Sainsbury’s is the only top four supermarket in the UK to grow its market share in the 12 weeks ending 31 October 2010, according to the latest grocery figures from Kantar Worldpanel.
Sainsbury’s sales grew by 6.1% in the period, well ahead of the market growth of 4%. It is the 21st consecutive period in which Sainsbury’s has grown its year-on-year share value.
Total market growth remains ahead of Kantar’s estimate for grocery price inflation of 3%, based on over 75,000 identical products compared year-on-year in the proportions purchased by British shoppers, and the company sees no signs of a return to the trading down witnessed at the end of 2008.
Edward Garner, communications director at Kantar Worldpanel, said: “The large customer base of the top four retailers means they must strike a balance between price and quality – low prices alone will not be enough to lure shoppers this Christmas. Sainsbury’s has hit a sweet spot with this balance and this is reflected in its continued growth.”

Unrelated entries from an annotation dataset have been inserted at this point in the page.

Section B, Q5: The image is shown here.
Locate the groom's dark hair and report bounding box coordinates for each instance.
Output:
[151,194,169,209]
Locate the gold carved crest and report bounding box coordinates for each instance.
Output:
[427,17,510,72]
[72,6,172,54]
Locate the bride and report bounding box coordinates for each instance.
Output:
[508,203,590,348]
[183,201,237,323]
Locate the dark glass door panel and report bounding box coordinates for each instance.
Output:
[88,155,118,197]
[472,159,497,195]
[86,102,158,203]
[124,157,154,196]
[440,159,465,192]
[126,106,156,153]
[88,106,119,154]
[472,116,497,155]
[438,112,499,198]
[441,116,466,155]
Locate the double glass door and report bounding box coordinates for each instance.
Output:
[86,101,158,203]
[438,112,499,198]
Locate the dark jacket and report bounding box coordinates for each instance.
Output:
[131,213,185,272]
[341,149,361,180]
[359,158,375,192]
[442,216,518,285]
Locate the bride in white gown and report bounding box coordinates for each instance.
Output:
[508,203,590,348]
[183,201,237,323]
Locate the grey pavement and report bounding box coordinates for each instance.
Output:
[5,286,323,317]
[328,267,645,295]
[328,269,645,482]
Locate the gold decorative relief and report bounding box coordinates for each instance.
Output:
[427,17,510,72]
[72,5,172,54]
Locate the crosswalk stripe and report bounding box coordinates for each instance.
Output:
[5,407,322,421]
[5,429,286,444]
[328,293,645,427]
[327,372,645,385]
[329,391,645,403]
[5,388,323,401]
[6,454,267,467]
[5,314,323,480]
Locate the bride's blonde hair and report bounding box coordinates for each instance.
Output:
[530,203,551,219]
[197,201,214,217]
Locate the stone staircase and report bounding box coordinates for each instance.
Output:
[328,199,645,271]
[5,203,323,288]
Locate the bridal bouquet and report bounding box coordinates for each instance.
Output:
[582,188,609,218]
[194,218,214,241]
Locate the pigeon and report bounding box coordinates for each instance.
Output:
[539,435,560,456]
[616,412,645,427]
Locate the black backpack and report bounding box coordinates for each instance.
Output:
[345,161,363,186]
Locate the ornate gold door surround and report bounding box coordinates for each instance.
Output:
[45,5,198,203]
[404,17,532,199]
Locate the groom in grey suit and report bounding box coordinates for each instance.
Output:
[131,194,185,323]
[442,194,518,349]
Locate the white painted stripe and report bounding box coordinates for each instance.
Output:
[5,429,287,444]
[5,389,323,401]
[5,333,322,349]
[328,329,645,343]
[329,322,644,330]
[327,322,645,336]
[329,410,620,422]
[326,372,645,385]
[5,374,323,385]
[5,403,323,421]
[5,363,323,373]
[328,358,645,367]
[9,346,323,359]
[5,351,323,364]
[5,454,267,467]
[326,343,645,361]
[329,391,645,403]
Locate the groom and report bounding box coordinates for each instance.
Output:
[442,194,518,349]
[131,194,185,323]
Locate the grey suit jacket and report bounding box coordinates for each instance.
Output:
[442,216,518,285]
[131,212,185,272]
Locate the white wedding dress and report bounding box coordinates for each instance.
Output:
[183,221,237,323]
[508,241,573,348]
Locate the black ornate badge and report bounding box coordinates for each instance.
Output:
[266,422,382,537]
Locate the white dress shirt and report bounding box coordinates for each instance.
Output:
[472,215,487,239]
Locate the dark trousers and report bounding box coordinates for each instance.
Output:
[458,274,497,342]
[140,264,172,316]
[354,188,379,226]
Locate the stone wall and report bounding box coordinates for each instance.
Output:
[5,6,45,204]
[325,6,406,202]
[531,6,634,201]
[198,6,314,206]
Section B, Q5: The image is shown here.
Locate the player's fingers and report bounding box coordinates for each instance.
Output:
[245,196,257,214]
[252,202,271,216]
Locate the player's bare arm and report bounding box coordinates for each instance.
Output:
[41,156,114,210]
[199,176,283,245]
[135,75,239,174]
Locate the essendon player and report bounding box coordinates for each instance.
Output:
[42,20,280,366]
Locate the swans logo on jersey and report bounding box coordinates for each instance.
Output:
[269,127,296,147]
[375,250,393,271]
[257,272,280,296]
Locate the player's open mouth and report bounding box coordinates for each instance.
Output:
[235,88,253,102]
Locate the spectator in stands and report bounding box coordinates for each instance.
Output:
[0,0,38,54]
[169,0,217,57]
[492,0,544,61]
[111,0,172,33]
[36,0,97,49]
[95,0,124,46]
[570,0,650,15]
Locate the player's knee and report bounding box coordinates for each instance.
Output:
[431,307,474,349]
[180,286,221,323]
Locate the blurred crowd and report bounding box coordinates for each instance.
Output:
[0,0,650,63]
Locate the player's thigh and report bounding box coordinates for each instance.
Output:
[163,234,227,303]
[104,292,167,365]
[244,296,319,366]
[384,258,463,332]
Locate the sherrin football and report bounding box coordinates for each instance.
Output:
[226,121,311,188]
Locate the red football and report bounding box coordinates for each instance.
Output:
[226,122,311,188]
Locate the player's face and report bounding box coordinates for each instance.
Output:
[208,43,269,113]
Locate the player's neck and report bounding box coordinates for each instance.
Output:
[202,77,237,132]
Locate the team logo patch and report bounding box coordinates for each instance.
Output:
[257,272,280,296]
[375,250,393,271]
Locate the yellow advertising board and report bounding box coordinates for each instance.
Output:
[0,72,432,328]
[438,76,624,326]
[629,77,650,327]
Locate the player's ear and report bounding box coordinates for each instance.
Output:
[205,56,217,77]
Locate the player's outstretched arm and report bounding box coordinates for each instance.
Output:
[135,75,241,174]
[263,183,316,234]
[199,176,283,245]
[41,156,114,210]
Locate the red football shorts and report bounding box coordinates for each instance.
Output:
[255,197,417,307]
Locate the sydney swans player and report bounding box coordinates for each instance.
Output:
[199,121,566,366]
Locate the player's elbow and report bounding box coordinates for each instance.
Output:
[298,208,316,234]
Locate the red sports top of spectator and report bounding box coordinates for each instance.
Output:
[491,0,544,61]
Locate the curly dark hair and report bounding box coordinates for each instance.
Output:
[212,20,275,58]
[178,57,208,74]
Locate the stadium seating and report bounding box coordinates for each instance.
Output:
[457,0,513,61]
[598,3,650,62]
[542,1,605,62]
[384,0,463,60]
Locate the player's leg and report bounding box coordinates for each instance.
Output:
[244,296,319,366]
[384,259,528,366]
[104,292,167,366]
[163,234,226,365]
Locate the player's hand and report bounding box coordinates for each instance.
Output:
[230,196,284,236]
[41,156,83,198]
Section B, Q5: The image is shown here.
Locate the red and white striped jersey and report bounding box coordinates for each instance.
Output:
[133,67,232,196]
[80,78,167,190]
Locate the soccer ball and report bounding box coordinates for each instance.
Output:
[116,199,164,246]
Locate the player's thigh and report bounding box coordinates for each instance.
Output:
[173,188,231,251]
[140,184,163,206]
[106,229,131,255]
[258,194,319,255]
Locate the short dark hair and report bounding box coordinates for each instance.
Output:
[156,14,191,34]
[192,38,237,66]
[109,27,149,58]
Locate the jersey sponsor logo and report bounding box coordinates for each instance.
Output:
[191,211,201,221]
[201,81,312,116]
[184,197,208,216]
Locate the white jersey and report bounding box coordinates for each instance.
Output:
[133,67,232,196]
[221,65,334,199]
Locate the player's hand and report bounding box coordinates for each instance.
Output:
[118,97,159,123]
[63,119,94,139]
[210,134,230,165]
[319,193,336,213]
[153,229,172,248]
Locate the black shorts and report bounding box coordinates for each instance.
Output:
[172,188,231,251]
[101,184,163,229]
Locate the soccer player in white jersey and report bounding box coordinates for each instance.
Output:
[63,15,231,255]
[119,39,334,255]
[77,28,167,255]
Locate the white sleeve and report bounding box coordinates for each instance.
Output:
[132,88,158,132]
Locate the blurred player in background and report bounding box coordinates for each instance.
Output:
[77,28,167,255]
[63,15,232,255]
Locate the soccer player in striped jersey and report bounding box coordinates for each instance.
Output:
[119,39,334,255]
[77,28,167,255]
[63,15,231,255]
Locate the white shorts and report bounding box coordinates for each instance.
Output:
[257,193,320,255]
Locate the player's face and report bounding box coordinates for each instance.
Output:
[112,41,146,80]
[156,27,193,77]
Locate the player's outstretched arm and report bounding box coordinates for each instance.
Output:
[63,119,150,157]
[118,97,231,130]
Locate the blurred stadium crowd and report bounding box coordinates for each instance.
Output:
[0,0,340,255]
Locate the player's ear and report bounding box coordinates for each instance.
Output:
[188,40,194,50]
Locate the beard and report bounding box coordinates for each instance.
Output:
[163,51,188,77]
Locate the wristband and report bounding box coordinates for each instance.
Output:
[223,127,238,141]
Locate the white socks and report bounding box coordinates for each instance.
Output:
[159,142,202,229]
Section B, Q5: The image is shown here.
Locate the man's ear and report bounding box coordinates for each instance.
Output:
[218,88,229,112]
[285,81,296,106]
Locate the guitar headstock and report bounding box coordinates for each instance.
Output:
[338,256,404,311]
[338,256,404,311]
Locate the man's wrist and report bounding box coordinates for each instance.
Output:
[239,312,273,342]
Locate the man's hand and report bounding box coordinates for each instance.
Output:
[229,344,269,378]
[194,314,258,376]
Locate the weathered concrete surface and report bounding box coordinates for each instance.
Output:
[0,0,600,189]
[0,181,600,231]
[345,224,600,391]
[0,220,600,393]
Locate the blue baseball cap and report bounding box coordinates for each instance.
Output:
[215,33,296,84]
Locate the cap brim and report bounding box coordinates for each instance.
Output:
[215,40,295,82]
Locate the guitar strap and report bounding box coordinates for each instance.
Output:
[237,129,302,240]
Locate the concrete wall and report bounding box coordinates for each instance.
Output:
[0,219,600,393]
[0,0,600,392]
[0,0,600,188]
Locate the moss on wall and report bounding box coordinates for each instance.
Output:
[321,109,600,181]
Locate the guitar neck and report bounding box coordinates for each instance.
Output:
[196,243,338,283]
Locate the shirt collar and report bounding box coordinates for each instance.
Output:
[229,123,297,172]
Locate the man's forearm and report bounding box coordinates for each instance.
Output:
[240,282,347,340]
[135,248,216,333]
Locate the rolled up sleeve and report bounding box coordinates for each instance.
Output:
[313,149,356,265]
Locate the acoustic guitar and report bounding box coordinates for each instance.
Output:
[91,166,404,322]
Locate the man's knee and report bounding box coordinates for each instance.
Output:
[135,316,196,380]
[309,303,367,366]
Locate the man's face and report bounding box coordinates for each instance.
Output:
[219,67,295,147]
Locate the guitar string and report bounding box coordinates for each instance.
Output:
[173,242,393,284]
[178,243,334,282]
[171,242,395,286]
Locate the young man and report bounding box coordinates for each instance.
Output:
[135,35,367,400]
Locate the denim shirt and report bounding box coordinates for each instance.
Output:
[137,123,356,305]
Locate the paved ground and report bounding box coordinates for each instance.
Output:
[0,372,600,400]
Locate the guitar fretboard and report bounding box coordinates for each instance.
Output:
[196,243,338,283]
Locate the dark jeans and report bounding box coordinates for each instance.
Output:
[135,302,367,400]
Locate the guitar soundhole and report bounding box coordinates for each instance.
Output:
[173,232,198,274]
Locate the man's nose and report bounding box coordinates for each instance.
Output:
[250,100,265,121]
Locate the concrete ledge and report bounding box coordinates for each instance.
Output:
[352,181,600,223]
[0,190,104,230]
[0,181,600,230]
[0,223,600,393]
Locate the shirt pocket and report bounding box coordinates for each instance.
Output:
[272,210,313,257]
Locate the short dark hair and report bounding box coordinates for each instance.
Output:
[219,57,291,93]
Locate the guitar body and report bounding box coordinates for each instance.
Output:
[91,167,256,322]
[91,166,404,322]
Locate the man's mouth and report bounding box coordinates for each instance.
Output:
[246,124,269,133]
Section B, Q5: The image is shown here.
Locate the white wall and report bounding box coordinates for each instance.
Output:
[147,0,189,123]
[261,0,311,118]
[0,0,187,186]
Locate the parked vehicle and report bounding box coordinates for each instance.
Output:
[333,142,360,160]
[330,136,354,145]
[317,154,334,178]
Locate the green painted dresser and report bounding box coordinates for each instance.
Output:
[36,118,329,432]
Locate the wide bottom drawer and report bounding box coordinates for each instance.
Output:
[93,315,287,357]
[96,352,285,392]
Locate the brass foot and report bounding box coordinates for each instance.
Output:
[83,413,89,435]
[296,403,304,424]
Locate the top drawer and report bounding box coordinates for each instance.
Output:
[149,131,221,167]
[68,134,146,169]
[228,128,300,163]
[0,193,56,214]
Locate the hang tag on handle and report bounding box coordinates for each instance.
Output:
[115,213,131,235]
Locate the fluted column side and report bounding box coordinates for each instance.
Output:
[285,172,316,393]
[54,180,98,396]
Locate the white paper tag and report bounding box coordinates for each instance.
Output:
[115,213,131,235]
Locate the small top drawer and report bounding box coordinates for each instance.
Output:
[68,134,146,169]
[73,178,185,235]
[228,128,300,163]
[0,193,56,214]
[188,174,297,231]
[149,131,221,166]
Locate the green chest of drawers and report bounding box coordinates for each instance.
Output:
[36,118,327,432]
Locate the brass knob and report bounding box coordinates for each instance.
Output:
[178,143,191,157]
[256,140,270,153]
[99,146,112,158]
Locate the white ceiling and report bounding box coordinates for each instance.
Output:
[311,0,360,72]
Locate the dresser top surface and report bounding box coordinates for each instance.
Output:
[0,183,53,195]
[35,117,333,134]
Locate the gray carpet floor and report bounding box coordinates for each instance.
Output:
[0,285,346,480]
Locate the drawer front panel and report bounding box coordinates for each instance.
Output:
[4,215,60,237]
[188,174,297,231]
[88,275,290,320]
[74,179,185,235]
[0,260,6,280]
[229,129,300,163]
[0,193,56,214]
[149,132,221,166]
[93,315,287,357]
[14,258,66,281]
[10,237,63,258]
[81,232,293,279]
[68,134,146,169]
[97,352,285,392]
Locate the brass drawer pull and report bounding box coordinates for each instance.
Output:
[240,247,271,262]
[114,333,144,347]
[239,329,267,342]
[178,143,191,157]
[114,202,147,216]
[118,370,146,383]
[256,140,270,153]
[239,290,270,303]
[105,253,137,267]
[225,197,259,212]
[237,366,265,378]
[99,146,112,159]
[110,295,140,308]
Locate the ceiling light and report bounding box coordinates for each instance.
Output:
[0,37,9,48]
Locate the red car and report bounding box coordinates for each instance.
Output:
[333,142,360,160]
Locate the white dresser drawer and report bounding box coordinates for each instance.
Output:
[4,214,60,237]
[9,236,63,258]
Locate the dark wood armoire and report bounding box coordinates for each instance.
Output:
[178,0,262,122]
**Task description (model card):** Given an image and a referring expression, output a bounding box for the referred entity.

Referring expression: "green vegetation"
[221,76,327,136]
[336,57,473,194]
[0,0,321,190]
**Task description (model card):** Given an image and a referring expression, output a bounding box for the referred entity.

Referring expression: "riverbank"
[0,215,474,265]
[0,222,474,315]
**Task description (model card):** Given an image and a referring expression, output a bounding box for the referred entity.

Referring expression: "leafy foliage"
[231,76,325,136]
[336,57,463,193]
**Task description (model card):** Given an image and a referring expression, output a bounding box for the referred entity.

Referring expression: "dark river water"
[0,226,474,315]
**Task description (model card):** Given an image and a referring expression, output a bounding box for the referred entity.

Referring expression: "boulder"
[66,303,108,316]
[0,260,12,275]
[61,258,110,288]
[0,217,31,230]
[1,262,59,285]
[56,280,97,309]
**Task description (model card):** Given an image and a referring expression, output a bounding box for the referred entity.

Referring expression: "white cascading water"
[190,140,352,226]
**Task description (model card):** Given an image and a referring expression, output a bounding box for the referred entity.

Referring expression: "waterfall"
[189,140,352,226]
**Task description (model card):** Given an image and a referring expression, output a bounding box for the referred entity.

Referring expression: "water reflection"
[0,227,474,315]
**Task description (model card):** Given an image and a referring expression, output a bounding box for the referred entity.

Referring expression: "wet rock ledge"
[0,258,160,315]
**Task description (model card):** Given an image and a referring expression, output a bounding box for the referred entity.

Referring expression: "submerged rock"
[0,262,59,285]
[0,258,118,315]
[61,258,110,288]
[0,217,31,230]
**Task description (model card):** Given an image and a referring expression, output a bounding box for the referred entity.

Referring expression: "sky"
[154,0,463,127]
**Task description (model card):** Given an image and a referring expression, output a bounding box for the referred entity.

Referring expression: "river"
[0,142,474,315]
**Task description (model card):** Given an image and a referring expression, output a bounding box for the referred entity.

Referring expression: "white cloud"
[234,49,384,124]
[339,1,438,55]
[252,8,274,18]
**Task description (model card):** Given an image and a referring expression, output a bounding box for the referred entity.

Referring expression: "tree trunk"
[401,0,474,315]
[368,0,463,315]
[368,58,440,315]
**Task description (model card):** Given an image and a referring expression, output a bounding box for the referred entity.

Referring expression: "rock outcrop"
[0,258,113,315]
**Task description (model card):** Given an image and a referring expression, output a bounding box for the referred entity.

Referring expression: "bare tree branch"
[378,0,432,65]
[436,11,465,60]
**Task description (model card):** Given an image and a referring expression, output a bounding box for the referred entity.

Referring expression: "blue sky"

Market share figures for Tesco and Morrisons have remained largely consistent this period – close to the market growth baseline – with Tesco holding 30.6% of the market and Morrisons remaining stable at 11.7%.
Asda’s market share continues to come under pressure at 17.2% of the market. However, there are signs this negative trend is abating as the share dip is less than in previous periods.
Garner added: “The Waitrose growth of 8.6% continues to impress, particularly when set against the growth of 12.3% we saw a year ago.”
The discounters’ market share remains largely unchanged, demonstrating the success the top four retailers have had in retaining their customers.
Garner said: “As retailers prepare for the festive season the relaunch of both Asda’s and Sainsbury’s own-label brands will be major factors influencing Christmas performance. It is also important to note the share benefits of disposals and conversions to Co-operative, since its takeover of Somerfield, are now coming to an end and it will be interesting to see how the retailer performs going forward.”